Sarbanes-Oxly has unintended consequences. Which is to be expected when dealing with complex issues. One of these consequences has been the reluctance of the Big Four auditing firms to audit smaller, publicly-traded enterprises. According to a study done by Audit Analytics, and brought to my attention by Nick Wreden at FusionBrand, the Big Four have been dropping smaller clients like flies. Reason being that the additional overhead created by Sarbanes-Oxely makes smaller clients unprofitable.
The Big Four, in concentrating their client base, open up an opportunity for the "Medium Six" auditors to gain share. Tapping this opportunity requires courage (if you get it wrong you go to jail) and an aggressive set of business development competencies that are missing from most audit firms. One of the Middle Six firms that appears to be pursuing this opportunity is Grant Thornton.

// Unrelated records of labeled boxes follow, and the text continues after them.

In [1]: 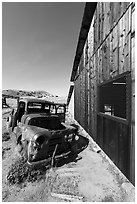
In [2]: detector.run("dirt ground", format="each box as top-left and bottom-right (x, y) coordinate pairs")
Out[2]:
(2, 98), (135, 202)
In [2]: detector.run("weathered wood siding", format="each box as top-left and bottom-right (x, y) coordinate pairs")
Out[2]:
(74, 2), (135, 183)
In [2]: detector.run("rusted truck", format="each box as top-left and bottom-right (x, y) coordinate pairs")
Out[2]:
(8, 98), (78, 165)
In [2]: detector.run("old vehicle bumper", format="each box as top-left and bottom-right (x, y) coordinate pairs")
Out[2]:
(27, 151), (71, 166)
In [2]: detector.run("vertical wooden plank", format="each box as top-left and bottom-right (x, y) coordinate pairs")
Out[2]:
(119, 17), (124, 74)
(109, 32), (114, 78)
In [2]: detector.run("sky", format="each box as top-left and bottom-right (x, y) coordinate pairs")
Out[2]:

Edward Nusbaum, the Grant Thornton CEO, recently wrote a piece for the Wall Street Journal describing the need to go beyond the Big Four auditors.
Grant Thornton has been running a series of ads for several months that trumpet their Passion for Accounting. The ads feature a red rose clenched between the teeth of decidedly-looking accountants. My first impression was that Grant Thornton was trying to appeal to the growing number of women CFO's. I'm not sure if this is the case since I am not privy to their strategy. But I can say that if Grant Thornton has decided to focus on pursuing women CFO's in small and medium-sized enterprises dropped by the Big Four, then I think they may have a winning strategy. It will be interesting to see if other Middle Six auditors move to fill this vacuum.